Perubahan demi perubahan pola dilakukan. Walaupun berubah, esensinya
tetap sama, merampok hasil kerja kaum buruh, yang kalau kata Bung
Jenggot (Karl Marx) adalah nilai lebih.
Nilai
lebih adalah selisih dari biaya produksi (termasuk di dalamnya upah
buruh) dan harga jual produk yang dihasilkan buruh. Contohnya kalau
seorang buruh pabrik rokok, perhari dia bisa menghasilkan 1000 batang
rokok yang harga perbatangnya adalah 750-1000 rupiah. Total yang
dihasilkannya sehari adalah senilai 750 ribu – 1 juta rupiah. Sementara
gaji bulanannya paling tinggi, sesuai UMR DKI Jakarta dan Bekasi
hanyalah sekitar 2,4 – 2,9 juta rupiah. Perharinya jika dibagi, si buruh
ini hanya dapat 100-135 ribu rupiah. Hal ini jika dibandingkan dengan
UMR Jateng-DIY lebih mengenaskan lagi. UMR Jateng-DIY, kisarannya hanya
sekitar 1 sampai 1,5 juta perbulan, dengan ini buruh hanya dapat sekitar
45-70 ribu perharinya. Berapa selisihnya? Silahkan hitung sendiri.
Selisihnya itu adalah nilai lebih yang dirampok oleh pemilik modal dari
kaum buruh.
Liberalisme
maupun neoliberalisme ingin aksi perampokan ini bebas, tanpa campur
tangan negara. Pada masa sekarang dalam sistem neoliberalisme, para
borjuis (pemilik modal/kapitalis), bahkan bebas merampok hasil kerja
buruh di negara lain, dan kemudian memperdagangkan hasil kerja buruh di
negara lain tersebut ke negara lainnya. Perusahaan seperti Apple dan
Blackberry bahkan bisa dengan bebas merampok hasil kerja kaum buruh
Tiongkok, dan memperjualbelikan hasil kerja buruh Tiongkok tersebut pada
buruh Indonesia, yang mereka rampok juga lewat pabrik lainnya.

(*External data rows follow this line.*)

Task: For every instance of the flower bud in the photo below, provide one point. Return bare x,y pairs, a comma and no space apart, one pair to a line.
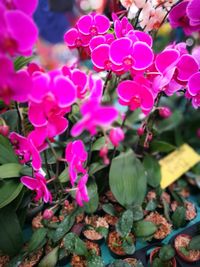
116,136
140,131
4,130
47,214
165,112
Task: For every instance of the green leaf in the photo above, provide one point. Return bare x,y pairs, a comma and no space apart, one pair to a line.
137,212
127,179
7,154
10,170
9,190
178,217
38,239
92,205
95,167
195,243
166,253
65,225
152,168
125,223
75,245
109,209
21,62
161,146
50,259
144,228
11,240
64,176
99,143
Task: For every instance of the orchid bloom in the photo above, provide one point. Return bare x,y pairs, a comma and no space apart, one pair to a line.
26,150
13,85
75,155
81,192
135,95
38,184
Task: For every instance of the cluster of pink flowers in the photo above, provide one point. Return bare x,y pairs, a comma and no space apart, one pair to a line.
186,15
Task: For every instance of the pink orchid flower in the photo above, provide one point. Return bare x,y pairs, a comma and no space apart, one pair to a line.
26,150
116,135
133,55
94,115
135,95
75,155
81,192
12,39
193,91
13,85
38,184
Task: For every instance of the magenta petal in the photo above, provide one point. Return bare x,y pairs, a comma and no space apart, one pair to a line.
29,182
71,36
27,7
40,87
36,115
194,84
24,31
143,55
186,66
105,115
166,59
127,89
144,37
100,55
120,49
64,91
84,24
96,41
102,23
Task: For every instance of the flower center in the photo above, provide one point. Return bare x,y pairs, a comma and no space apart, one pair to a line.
93,30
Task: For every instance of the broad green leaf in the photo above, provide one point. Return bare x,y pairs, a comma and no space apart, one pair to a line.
161,146
7,154
10,170
99,143
21,62
65,225
144,228
64,176
9,190
50,259
125,223
92,205
37,240
11,239
127,179
152,168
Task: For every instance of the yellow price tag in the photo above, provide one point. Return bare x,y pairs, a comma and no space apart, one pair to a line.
177,163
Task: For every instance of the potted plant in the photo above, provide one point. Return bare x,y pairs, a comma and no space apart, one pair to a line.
187,247
163,257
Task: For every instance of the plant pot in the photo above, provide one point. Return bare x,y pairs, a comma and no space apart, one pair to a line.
155,252
183,241
115,244
60,5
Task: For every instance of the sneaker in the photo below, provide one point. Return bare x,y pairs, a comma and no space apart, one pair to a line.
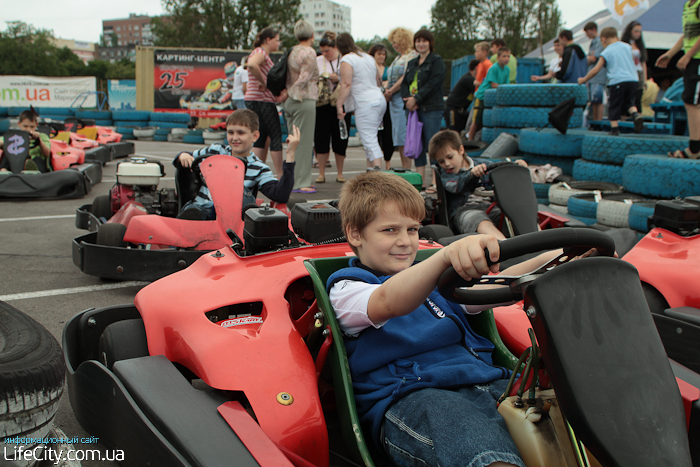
638,122
30,166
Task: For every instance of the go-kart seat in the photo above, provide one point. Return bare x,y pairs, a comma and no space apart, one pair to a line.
516,197
320,270
607,364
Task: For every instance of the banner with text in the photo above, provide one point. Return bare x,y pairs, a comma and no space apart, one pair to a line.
41,91
194,81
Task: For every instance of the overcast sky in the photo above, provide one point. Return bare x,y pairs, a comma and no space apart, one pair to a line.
82,21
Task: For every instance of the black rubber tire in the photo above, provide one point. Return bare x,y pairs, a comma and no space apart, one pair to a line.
545,95
123,340
639,215
596,171
489,135
435,232
31,374
490,98
548,141
528,117
614,149
102,207
558,194
566,164
661,177
111,235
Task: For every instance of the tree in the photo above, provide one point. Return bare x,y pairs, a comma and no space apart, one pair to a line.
459,24
229,24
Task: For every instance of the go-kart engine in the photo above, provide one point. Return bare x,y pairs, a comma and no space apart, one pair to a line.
265,229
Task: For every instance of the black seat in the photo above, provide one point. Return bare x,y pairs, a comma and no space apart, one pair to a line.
516,197
607,364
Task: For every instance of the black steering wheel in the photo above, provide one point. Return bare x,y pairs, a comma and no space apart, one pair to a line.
574,241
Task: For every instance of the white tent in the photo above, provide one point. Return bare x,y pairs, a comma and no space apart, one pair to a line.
661,27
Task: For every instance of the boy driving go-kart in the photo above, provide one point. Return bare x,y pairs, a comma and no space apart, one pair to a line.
241,132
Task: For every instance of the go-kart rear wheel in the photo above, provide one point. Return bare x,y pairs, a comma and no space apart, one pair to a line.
102,207
123,340
111,235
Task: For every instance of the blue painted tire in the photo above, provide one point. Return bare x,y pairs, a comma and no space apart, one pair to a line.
131,115
175,117
490,98
487,119
586,170
169,125
489,135
193,139
661,176
529,117
544,95
548,141
136,123
565,163
639,213
613,149
94,114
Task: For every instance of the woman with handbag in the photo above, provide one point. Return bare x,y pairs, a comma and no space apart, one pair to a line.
360,91
327,130
421,89
260,100
300,106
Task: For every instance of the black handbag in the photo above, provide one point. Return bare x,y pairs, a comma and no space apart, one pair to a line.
277,76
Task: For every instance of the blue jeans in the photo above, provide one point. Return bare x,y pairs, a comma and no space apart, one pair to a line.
431,121
449,428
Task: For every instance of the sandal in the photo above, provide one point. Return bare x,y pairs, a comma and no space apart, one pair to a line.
684,154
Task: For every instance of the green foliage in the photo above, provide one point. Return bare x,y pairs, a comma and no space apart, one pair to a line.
224,24
459,24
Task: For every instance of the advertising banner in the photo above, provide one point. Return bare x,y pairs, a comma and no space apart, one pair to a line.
121,94
41,91
195,81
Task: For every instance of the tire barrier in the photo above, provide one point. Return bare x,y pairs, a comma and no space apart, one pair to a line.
544,95
613,149
566,164
586,170
559,193
548,141
661,177
528,117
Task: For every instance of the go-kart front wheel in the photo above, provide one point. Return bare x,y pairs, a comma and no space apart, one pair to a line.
111,235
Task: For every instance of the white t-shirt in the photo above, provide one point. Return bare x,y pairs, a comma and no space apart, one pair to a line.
240,76
350,300
364,90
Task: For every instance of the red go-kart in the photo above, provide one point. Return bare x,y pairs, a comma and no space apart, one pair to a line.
234,361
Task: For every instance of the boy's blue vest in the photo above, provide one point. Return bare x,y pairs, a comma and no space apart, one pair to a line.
432,347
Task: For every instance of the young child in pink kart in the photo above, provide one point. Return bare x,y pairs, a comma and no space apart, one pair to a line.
241,132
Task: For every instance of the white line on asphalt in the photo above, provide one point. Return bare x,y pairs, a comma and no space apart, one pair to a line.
54,292
38,218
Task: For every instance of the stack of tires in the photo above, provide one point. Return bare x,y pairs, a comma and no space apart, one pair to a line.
604,155
519,106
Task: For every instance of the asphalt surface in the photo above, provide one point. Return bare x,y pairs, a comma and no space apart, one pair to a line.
40,279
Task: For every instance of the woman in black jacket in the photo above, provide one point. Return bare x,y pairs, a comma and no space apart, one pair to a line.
421,90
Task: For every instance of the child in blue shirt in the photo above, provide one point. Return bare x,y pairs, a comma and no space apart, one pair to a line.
498,74
424,381
241,132
623,79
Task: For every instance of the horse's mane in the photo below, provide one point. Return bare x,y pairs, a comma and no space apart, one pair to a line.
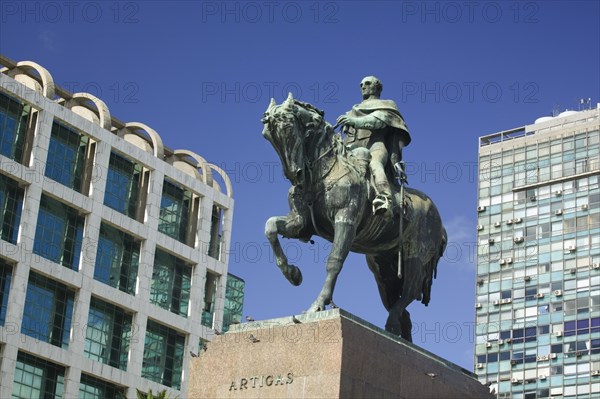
310,107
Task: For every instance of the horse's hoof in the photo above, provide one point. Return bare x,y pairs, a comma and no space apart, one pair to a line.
395,328
295,276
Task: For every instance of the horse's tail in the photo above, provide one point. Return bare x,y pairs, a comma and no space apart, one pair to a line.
431,269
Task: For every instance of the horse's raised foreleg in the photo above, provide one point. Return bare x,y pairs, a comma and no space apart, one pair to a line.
288,226
342,241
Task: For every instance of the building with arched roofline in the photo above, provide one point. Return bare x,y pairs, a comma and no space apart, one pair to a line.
114,247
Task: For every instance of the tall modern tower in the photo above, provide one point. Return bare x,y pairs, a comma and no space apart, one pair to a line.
538,274
113,251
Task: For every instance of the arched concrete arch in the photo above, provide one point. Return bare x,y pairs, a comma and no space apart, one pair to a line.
221,172
202,164
48,87
101,108
157,144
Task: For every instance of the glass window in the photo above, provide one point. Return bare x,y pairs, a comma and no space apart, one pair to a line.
175,207
48,310
210,293
67,157
59,233
11,204
234,301
5,277
37,378
14,119
117,259
93,388
108,334
216,233
163,355
123,185
171,280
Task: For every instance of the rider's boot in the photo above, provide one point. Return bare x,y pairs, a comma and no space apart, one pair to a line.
382,203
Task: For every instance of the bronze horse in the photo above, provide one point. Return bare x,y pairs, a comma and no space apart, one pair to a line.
331,197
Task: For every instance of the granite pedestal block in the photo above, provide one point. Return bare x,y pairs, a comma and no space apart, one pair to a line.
330,354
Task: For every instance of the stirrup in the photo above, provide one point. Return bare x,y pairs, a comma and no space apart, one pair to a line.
381,204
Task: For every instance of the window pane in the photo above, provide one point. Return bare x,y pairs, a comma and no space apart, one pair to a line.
117,259
66,157
37,378
59,233
14,117
171,280
174,211
11,204
48,311
163,355
108,334
122,185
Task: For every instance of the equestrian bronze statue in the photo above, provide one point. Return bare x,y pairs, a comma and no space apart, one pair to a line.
332,196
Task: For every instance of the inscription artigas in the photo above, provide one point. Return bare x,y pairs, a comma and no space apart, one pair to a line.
261,381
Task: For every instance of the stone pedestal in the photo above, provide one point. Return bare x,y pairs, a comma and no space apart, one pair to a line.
330,354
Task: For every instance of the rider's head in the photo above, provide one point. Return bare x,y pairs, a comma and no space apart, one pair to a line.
370,87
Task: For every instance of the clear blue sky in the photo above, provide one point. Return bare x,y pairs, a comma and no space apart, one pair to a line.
202,74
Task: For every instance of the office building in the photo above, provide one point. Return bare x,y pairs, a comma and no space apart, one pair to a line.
113,251
538,275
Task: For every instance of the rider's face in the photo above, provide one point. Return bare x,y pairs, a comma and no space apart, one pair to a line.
368,87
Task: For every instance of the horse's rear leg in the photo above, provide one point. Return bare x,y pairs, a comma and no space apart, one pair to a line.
288,226
398,321
342,241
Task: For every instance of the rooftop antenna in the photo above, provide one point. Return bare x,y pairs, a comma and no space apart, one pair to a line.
585,103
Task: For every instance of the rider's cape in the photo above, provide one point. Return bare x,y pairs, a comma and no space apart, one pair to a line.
384,110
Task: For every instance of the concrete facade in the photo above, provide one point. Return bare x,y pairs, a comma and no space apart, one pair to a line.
29,84
538,274
329,354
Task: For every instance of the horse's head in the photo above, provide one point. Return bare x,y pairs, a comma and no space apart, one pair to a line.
290,127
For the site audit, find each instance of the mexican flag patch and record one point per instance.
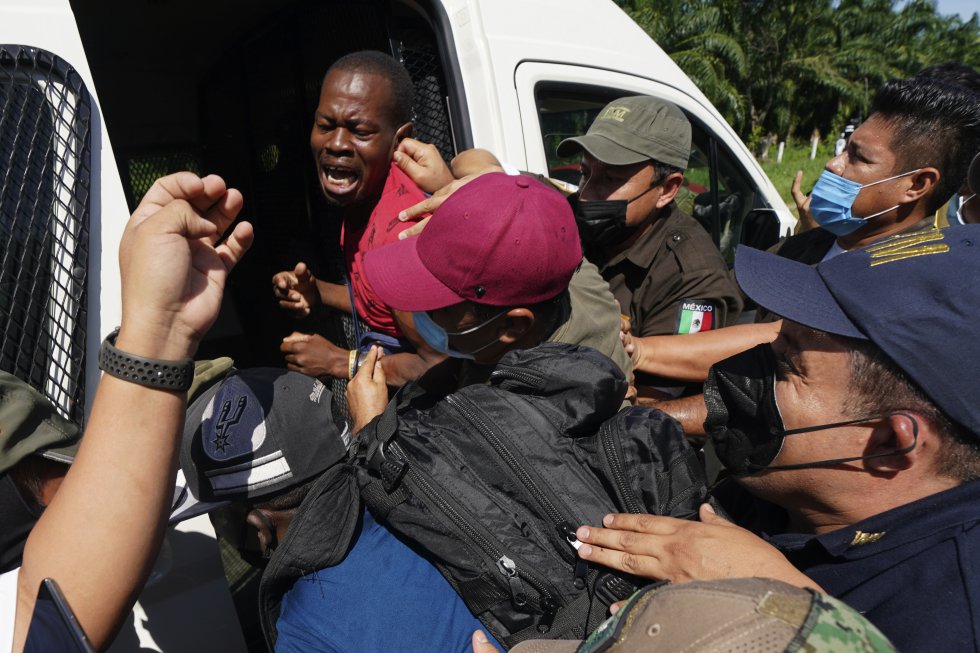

Begitulah neoliberalisme, yang berkuasa adalah modal.
Terkait
Jokowi, dia sendiri secara kelas juga borjuis (pemilik modal), dia
tercatat sebagai pengusaha mebel ekspor (dijual ke luar negeri). Jokowi
ini didukung oleh borjuis lainnya, yang kelihatan adalah Lippo Group dan
lingkaran CSIS, kumpulan intelektual dan borjuis penyokong orba (orde
baru).
Terakhir
dua kubu ini saling bersaing berebut pengaruh atas PDIP dan Jokowi
dengan serangkaian manuver. Lippo Group dan lingkaran CSIS ini
sebenarnya sama-sama neoliberal juga. Lippo Group ini terkenal dengan
aksi “kedermawanannya” terhadap Amerika Serikat. Mereka pernah jadi
donatur partai demokratnya A.S, dan Berkeley University, universitas
penghasil mafia perekonomian, yang banyak menjadi ekonom orba.
Resep-resep merekalah yang membuat Indonesia dirampok habis-habisan oleh
imperialisme (neoliberalisme). Guru besar mafia berkeley ini adalah
Soemitro Djojohadikusumo, yang merupakan ayah dari mantan Danjen
Kopassus, Prabowo Subianto, yang sekarang jadi capres Partai Gerindra.
Sementara
CSIS, adalah konsultan politiknya orde baru, organisasi ini didirikan
oleh Ali Moertopo, militer lingkaran dalam orba, yang merupakan orang
dekat Soeharto, penguasa orba.
Model
liberalisasi politik semu, yang otoriter dan anti komunis, yang menjadi
ciri utama orba, merupakan sumbangsih pemikiran lingkaran CSIS ini.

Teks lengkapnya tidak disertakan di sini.